Críticas


CHOCOLATE

De: ROSCHDY ZEM
Com: OMAR SY, JAMES THIÉRRÉE, OLIVIER GOURMET
22.07.2016
Por Marcelo Janot
Sob a capa de cinebiografia convencional, oferece algumas camadas de leitura que convidam à reflexão.

Rafael Padilla viveu como escravo em uma colônia espanhola até virar atração de circo na França, em 1897, imitando um canibal para plateias que nunca tinham visto um negro na vida. Descoberto pelo palhaço George Footit, ambos formaram uma célebre dupla circense, com números de humor pastelão em que invariavelmente o negro, batizado com o nome artístico de Chocolate, levava tapas e pontapés do branco, arrancando gargalhadas do público.

O filme CHOCOLATE, dirigido por Roschdy Zem, trata do duplo aprisionamento do personagem. Chocolate (Omar Sy) nunca consegue se livrar do estigma do negro subserviente, apesar da fama e do dinheiro. Ninguém parece interessado em saber seu nome verdadeiro. Ele se livrou da escravidão mas continua escravizado. Como artista, também está preso à figura do palhaço. Sua luta inglória para viver Othello, de Shakespeare, no teatro, reflete o drama de muitos atores cômicos que não conseguem se livrar do estigma do humor em papéis sérios.

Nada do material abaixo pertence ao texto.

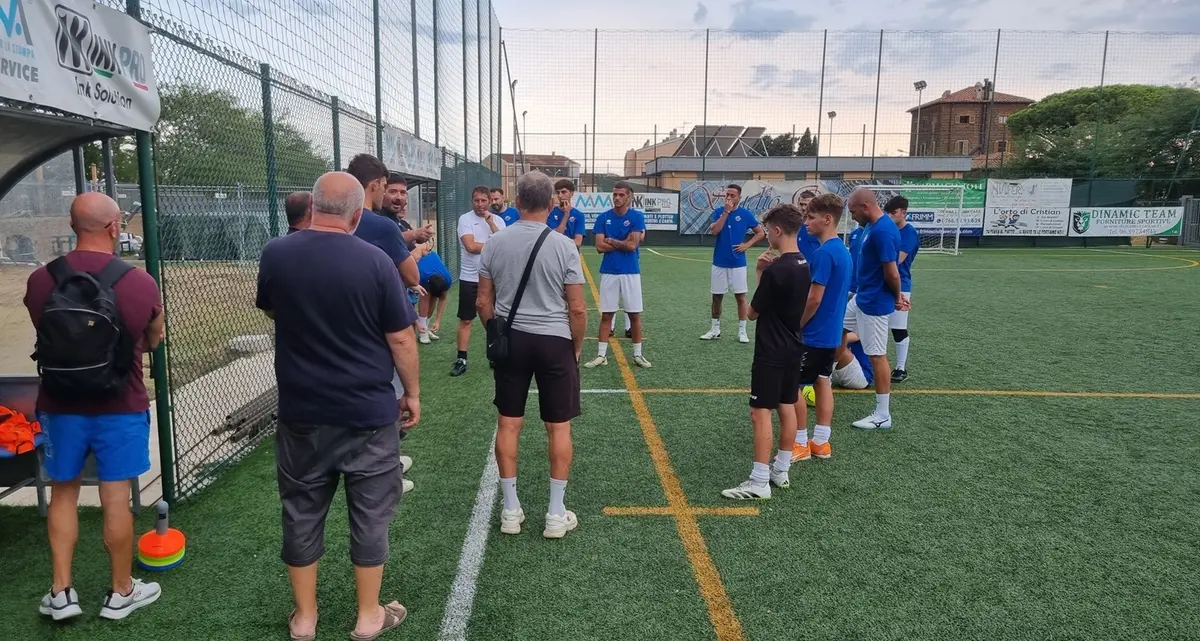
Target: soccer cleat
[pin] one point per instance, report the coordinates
(511, 520)
(801, 453)
(874, 423)
(748, 491)
(558, 526)
(118, 606)
(822, 450)
(60, 606)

Pode-se observar também, no que tange ao preconceito racial, a triste contemporaneidade de uma história que se passa no início do século passado. Se hoje o sucesso artístico e a ascensão social de um negro já não são vistos com tanto espanto, e a própria trajetória de Omar Sy é reflexo disso, por outro lado episódios lamentáveis da recente Eurocopa, como torcedores ingleses jogando moedas e humilhando crianças ciganas em Lille, são praticamente idênticos a uma cena do filme em que habitantes das diversas colônias francesas são expostos em uma feira e os visitantes também lhes arremessam moedas. O roteiro não chega a aprofundar esses temas, tampouco a homossexualidade de Footit, apenas sugerida.

À primeira vista, “Chocolate” parece um veículo para explorar a enorme popularidade que o ator Omar Sy conquistou a partir do filme “Intocáveis”. A produção é caprichada e os atores estão muito bem. Footit é vivido por James Thiérrée, neto de Chaplin, a quem faz lembrar pela semelhança física e o jeito melancólico a la Carlitos. Mas, sob a capa de cinebiografia convencional, a história do primeiro palhaço negro a fazer sucesso na França oferece algumas camadas de leitura que convidam à reflexão.